Dreams are a mixture of past experiences and anticipation of future events. Sometimes our brain can therefore predict what will happen in the next few days.
- Our brain could imagine and thus predict events taking place in the coming days.
- This is because dreams anticipate likely future events based on memories of past situations.
An average person dreams 100 minutes per night, or 1 hour and 40 minutes. And these dreams are not trivial. According to a study published in the scientific journal sleepingour brain could predict events taking place in the next few days.
Dreams of anticipation, a mixture of past and future experiences
The basis of the researchers’ work was the so-called “episodic simulation of the future” theory, according to which, in our daily lives, we imagine very frequently how different future events or situations could occur. Thus, we mentally simulate what will happen in the future. This is particularly the case when we think of our future holidays or a pleasant evening to come. For this, we use past elements – for example the memories of the last evening with such friends – that we project into the future.
“We wondered if this model from the cognitive neurosciences of wakefulness could be useful for understanding the function of sleep and dreaming, explain the authors. We hypothesized that participants generally identified future events as the source of a dream. Moreover, we expected that anticipatory dreams would rely on different waking memories, as well as fragments of past experiences mixed with new relevant scenarios to imagine future events”.

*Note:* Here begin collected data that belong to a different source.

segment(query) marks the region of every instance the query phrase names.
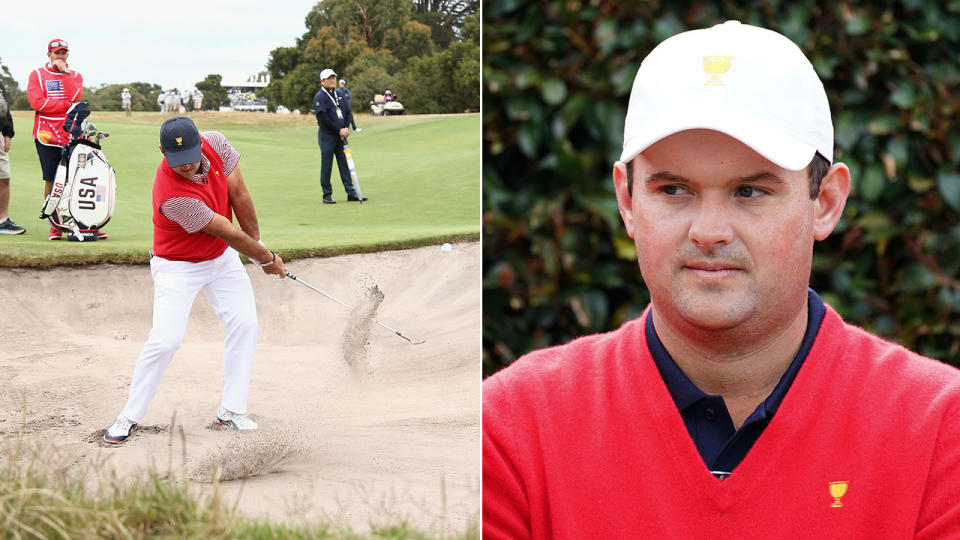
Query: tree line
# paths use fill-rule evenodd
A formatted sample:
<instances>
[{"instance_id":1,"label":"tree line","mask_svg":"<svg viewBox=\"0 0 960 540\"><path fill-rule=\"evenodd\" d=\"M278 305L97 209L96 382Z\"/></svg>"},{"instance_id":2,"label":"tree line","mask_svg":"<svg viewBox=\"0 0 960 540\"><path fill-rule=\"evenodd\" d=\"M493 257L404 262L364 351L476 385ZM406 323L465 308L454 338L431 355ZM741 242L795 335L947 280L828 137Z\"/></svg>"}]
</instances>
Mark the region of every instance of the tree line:
<instances>
[{"instance_id":1,"label":"tree line","mask_svg":"<svg viewBox=\"0 0 960 540\"><path fill-rule=\"evenodd\" d=\"M321 88L320 72L329 67L347 80L355 111L386 90L414 114L479 111L478 9L479 0L318 2L307 13L307 31L296 45L270 52L270 84L257 94L268 99L271 111L283 105L306 113ZM29 110L26 89L2 63L0 80L11 107ZM211 74L196 83L204 110L229 105L221 81ZM159 110L157 96L165 89L147 82L84 88L84 100L93 110L120 110L123 88L130 89L134 111Z\"/></svg>"},{"instance_id":2,"label":"tree line","mask_svg":"<svg viewBox=\"0 0 960 540\"><path fill-rule=\"evenodd\" d=\"M347 81L355 111L391 90L412 113L480 110L479 2L324 0L306 16L293 47L270 52L272 107L309 111L332 68Z\"/></svg>"}]
</instances>

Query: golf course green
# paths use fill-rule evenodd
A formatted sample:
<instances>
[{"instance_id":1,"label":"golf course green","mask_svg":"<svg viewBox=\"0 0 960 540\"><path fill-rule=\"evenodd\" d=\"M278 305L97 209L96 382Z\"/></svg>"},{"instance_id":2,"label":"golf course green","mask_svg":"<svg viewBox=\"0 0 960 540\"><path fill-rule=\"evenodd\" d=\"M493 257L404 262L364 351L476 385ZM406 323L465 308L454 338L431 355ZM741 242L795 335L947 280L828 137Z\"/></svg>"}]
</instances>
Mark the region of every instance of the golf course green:
<instances>
[{"instance_id":1,"label":"golf course green","mask_svg":"<svg viewBox=\"0 0 960 540\"><path fill-rule=\"evenodd\" d=\"M479 114L358 117L350 136L360 187L369 201L350 202L336 167L334 199L321 203L320 149L310 115L191 113L201 131L219 131L243 156L264 242L286 260L381 251L480 236ZM161 154L160 113L95 111L88 121L110 133L103 150L117 172L109 239L47 239L38 219L43 182L33 114L14 111L10 217L26 234L0 236L0 267L146 262L151 248L151 190Z\"/></svg>"}]
</instances>

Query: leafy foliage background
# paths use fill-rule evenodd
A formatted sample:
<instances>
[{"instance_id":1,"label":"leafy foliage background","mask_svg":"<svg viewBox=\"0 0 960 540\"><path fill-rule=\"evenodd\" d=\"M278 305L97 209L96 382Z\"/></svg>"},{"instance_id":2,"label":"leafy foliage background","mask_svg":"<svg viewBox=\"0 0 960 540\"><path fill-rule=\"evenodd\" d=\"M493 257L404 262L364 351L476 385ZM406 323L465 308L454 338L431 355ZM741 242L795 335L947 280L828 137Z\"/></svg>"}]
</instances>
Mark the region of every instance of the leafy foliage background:
<instances>
[{"instance_id":1,"label":"leafy foliage background","mask_svg":"<svg viewBox=\"0 0 960 540\"><path fill-rule=\"evenodd\" d=\"M480 108L478 0L323 0L295 46L270 52L271 107L310 111L320 72L347 82L354 112L391 90L409 113Z\"/></svg>"},{"instance_id":2,"label":"leafy foliage background","mask_svg":"<svg viewBox=\"0 0 960 540\"><path fill-rule=\"evenodd\" d=\"M729 19L789 37L827 89L853 191L811 287L960 366L960 1L492 0L483 17L484 376L649 302L611 180L630 88L656 44Z\"/></svg>"}]
</instances>

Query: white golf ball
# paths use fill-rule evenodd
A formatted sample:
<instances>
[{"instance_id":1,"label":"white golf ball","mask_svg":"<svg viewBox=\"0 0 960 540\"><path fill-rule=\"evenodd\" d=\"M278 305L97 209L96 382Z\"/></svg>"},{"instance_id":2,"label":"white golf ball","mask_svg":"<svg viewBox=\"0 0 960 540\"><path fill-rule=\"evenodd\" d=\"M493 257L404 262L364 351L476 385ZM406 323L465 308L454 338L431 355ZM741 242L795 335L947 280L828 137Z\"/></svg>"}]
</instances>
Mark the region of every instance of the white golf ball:
<instances>
[{"instance_id":1,"label":"white golf ball","mask_svg":"<svg viewBox=\"0 0 960 540\"><path fill-rule=\"evenodd\" d=\"M444 244L440 246L440 251L444 253L450 253L451 251L453 251L453 246L451 246L450 244Z\"/></svg>"}]
</instances>

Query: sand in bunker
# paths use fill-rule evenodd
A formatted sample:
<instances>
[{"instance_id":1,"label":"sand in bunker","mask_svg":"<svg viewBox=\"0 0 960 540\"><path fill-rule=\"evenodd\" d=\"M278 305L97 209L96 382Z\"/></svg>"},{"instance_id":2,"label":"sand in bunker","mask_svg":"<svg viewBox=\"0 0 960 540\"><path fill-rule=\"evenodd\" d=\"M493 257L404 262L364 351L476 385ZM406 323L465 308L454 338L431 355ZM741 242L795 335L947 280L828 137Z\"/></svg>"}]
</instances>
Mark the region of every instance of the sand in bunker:
<instances>
[{"instance_id":1,"label":"sand in bunker","mask_svg":"<svg viewBox=\"0 0 960 540\"><path fill-rule=\"evenodd\" d=\"M214 423L225 332L201 293L142 428L118 448L98 436L150 330L148 268L0 269L0 440L25 433L121 474L169 467L201 486L215 470L248 476L220 492L255 517L463 532L480 508L480 265L479 243L288 264L352 310L247 265L261 429Z\"/></svg>"}]
</instances>

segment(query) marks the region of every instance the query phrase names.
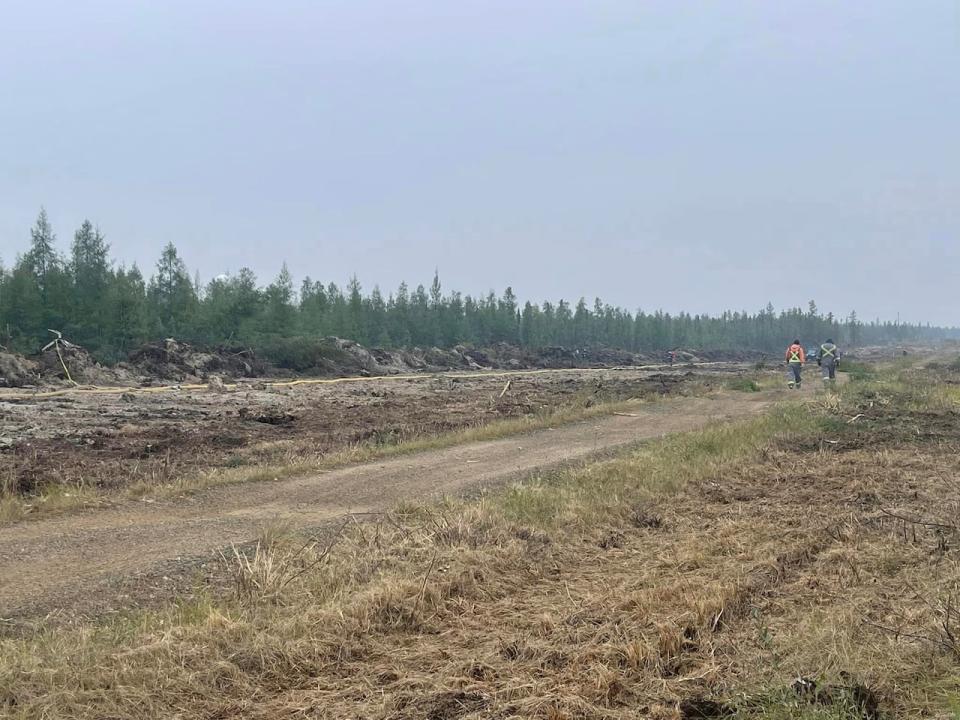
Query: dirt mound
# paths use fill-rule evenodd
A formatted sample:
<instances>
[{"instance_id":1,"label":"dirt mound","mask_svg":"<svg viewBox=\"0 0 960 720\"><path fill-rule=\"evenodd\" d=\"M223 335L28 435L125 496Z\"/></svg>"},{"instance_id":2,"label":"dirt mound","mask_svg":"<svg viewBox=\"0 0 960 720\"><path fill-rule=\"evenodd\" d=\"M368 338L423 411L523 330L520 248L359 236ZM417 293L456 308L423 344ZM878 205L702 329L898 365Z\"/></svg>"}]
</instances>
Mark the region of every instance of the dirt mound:
<instances>
[{"instance_id":1,"label":"dirt mound","mask_svg":"<svg viewBox=\"0 0 960 720\"><path fill-rule=\"evenodd\" d=\"M507 343L497 343L482 349L471 348L467 351L467 355L483 367L498 370L577 367L573 353L562 347L535 351Z\"/></svg>"},{"instance_id":2,"label":"dirt mound","mask_svg":"<svg viewBox=\"0 0 960 720\"><path fill-rule=\"evenodd\" d=\"M72 383L71 383L72 381ZM122 367L101 365L86 349L61 341L26 358L0 351L0 388L31 386L124 385L135 381Z\"/></svg>"},{"instance_id":3,"label":"dirt mound","mask_svg":"<svg viewBox=\"0 0 960 720\"><path fill-rule=\"evenodd\" d=\"M117 385L133 380L123 368L104 367L86 349L67 342L48 345L37 356L37 366L44 383Z\"/></svg>"},{"instance_id":4,"label":"dirt mound","mask_svg":"<svg viewBox=\"0 0 960 720\"><path fill-rule=\"evenodd\" d=\"M130 353L127 367L139 375L179 382L206 380L210 375L260 377L267 371L266 364L247 348L220 346L200 350L173 338L137 348Z\"/></svg>"},{"instance_id":5,"label":"dirt mound","mask_svg":"<svg viewBox=\"0 0 960 720\"><path fill-rule=\"evenodd\" d=\"M634 366L644 361L642 355L614 348L578 348L554 346L521 348L507 343L474 348L457 345L441 348L409 350L367 350L362 345L340 338L327 338L339 357L326 358L340 374L393 375L417 371L444 370L525 370L573 369L586 367ZM323 368L321 368L323 370Z\"/></svg>"},{"instance_id":6,"label":"dirt mound","mask_svg":"<svg viewBox=\"0 0 960 720\"><path fill-rule=\"evenodd\" d=\"M353 340L326 337L314 353L312 367L305 368L305 372L321 376L389 374L374 353ZM398 368L394 372L402 371Z\"/></svg>"},{"instance_id":7,"label":"dirt mound","mask_svg":"<svg viewBox=\"0 0 960 720\"><path fill-rule=\"evenodd\" d=\"M483 370L489 364L477 362L470 356L469 348L458 345L450 350L411 348L410 350L371 350L382 369L393 372L416 372L418 370Z\"/></svg>"},{"instance_id":8,"label":"dirt mound","mask_svg":"<svg viewBox=\"0 0 960 720\"><path fill-rule=\"evenodd\" d=\"M428 348L418 350L423 358L423 362L428 367L448 370L482 370L484 366L470 356L469 348L465 345L457 345L451 350L441 350L440 348Z\"/></svg>"},{"instance_id":9,"label":"dirt mound","mask_svg":"<svg viewBox=\"0 0 960 720\"><path fill-rule=\"evenodd\" d=\"M333 376L402 375L444 370L483 370L490 367L494 366L477 362L471 356L471 351L463 346L451 350L435 347L408 350L368 349L353 340L326 337L307 373Z\"/></svg>"},{"instance_id":10,"label":"dirt mound","mask_svg":"<svg viewBox=\"0 0 960 720\"><path fill-rule=\"evenodd\" d=\"M22 355L0 351L0 387L36 385L37 365Z\"/></svg>"},{"instance_id":11,"label":"dirt mound","mask_svg":"<svg viewBox=\"0 0 960 720\"><path fill-rule=\"evenodd\" d=\"M367 348L339 337L295 338L267 351L272 362L260 360L242 346L221 345L197 348L168 338L147 343L130 353L126 362L114 367L99 364L83 348L63 341L61 358L55 345L48 346L37 358L37 367L20 356L4 353L0 359L0 387L19 387L37 381L53 384L70 379L85 385L134 385L164 382L208 382L211 377L225 380L302 374L308 377L348 377L402 375L417 372L468 370L540 370L635 367L650 362L666 362L659 355L646 356L611 347L546 346L522 348L508 343L486 347L457 345L387 350ZM701 357L679 350L678 362L697 362ZM69 370L69 378L64 371Z\"/></svg>"},{"instance_id":12,"label":"dirt mound","mask_svg":"<svg viewBox=\"0 0 960 720\"><path fill-rule=\"evenodd\" d=\"M646 358L639 353L610 347L566 348L560 345L542 348L520 348L498 343L464 353L482 367L504 370L571 369L587 367L623 367L641 365Z\"/></svg>"},{"instance_id":13,"label":"dirt mound","mask_svg":"<svg viewBox=\"0 0 960 720\"><path fill-rule=\"evenodd\" d=\"M895 360L904 357L925 357L935 354L939 351L956 351L956 343L942 343L939 348L923 347L919 345L871 345L867 347L840 348L843 354L853 360L862 360L864 362L880 362L883 360Z\"/></svg>"},{"instance_id":14,"label":"dirt mound","mask_svg":"<svg viewBox=\"0 0 960 720\"><path fill-rule=\"evenodd\" d=\"M584 348L577 351L577 359L591 367L613 367L623 365L641 365L647 359L639 353L609 347Z\"/></svg>"},{"instance_id":15,"label":"dirt mound","mask_svg":"<svg viewBox=\"0 0 960 720\"><path fill-rule=\"evenodd\" d=\"M740 348L736 350L697 350L698 358L704 362L758 362L764 359L776 360L781 353L767 353L763 350Z\"/></svg>"}]
</instances>

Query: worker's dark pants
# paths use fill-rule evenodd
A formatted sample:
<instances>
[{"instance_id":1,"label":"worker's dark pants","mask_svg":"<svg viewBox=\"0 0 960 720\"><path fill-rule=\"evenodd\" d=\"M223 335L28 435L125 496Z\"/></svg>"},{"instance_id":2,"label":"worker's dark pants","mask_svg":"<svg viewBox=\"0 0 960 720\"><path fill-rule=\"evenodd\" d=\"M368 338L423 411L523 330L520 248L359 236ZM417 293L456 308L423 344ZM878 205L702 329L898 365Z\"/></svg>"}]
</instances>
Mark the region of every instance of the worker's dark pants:
<instances>
[{"instance_id":1,"label":"worker's dark pants","mask_svg":"<svg viewBox=\"0 0 960 720\"><path fill-rule=\"evenodd\" d=\"M797 387L800 387L800 370L803 366L798 362L792 362L792 363L788 363L787 367L790 368L790 370L787 372L788 384L791 387L793 387L794 385L796 385Z\"/></svg>"},{"instance_id":2,"label":"worker's dark pants","mask_svg":"<svg viewBox=\"0 0 960 720\"><path fill-rule=\"evenodd\" d=\"M820 372L823 373L824 380L837 379L837 363L824 360L820 363Z\"/></svg>"}]
</instances>

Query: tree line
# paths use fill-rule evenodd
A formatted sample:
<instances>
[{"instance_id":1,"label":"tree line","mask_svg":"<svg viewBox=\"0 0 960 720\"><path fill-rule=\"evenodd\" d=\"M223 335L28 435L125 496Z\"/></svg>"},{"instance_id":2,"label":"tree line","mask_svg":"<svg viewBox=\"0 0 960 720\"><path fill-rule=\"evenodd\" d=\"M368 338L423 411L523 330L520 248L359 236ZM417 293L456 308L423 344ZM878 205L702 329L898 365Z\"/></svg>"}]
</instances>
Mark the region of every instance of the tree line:
<instances>
[{"instance_id":1,"label":"tree line","mask_svg":"<svg viewBox=\"0 0 960 720\"><path fill-rule=\"evenodd\" d=\"M200 345L253 347L288 367L309 367L318 338L335 335L369 346L452 347L510 343L525 347L609 346L634 352L677 347L778 353L794 336L845 344L929 341L953 329L899 322L862 322L806 308L724 312L716 316L630 312L602 302L520 303L511 288L497 295L444 292L438 274L428 287L406 283L384 296L364 293L353 277L341 288L305 278L299 289L286 265L269 284L242 269L203 284L191 278L173 243L152 274L116 263L100 230L85 220L66 254L44 210L26 252L10 268L0 262L0 344L36 352L62 331L105 361L123 359L150 340L174 337Z\"/></svg>"}]
</instances>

More than half of the dreams were based on past experiences
To reach their conclusions, the scientists studied the brains of 48 college students. They spent the night in a laboratory to assess the physiology of their sleep by polysomnography, a medical examination. During the night, the participants were woken up thirteen times by the researchers in order to explain what they remembered about the different phases – early, REM and light – of their sleep. Finally, the next morning, the participants had to describe each of their dreams. A total of 481 reports were analyzed. According to the results, more than half of their dreams were based on past memories. 25.7% related to specific and imminent future events and 37.4% related to future episodic sources related to particular past situations.
“We confirm previous reports that dreams not only reflect past memory, but also anticipate likely future events, note the authors. Furthermore, these data provide a new description of how anticipatory dreams draw on both elements of waking life and past experiences to construct new scenarios anticipating future events.”. Moreover, according to the authors, the proportional increase in future-oriented dreams at the end of the night may be due to the temporal proximity of upcoming events. Although these dreams rarely depict future events realistically, the brain would sometimes be able to accurately predict what is going to happen in the next few days.